The gathering, sponsored by EarlySense, is being held concurrently with the American Hospital Association Annual Meeting in order to review clinical and health economic data, legal implications and impact on patient outcomes.
CFCM smart-technologies enable hospitals to monitor clinical status without patients tethered to cables, leads or sensors. These technologies utilize a sensor placed under the patient’s bed or chair to measure vital signs continuously without ever touching the patient physically. CFCM is proven clinically to assist clinicians in early detection of patient deterioration, preventing adverse events, including code blues, preventable ICU transfers, patient falls and pressure ulcers. The combination quick-to-respond care opportunities has been shown to reduce hospital readmissions and improve hospital margins.
Now, a new Frost & Sullivan report explores how significantly CFCM technology may impact healthcare institution revenue.
- David W. Bates, MD, MSc, chief innovation officer and senior vice president, Brigham and Women’s Hospital Partners Healthcare; internationally renowned for his work regarding the use of health information technology to improve the safety and quality of healthcare. Will present peer-reviewed clinical data on how CFCM improves patient safety and reduce the occurrence of adverse conditions.
- Charlie Whelan, director, Frost & Sullivan, Healthcare Consulting Practice, North America, author of Finding Top-Line Opportunities in a Bottom-Line Healthcare Market. Will present for the first time new cost data and financial models on how CFCM helps facilities reduce length of stay, increase capacity for new admissions and secure additional reimbursement.

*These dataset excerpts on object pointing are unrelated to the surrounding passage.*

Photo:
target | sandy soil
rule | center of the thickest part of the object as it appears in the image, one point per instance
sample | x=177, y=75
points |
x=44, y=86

- Michael Wong, JD, founder and executive director, Physician-Patient Alliance for Health and Safety, a national expert noted for driving practical solutions to reduce healthcare costs, decrease medical errors and improve patient health outcomes.
- Patricia LaChance, a patient advocate and national spokesperson for continuous monitoring following the death of her husband’s post rotator-cuff surgery resulting from pain-medication reaction and slow-response to his in-hospital condition.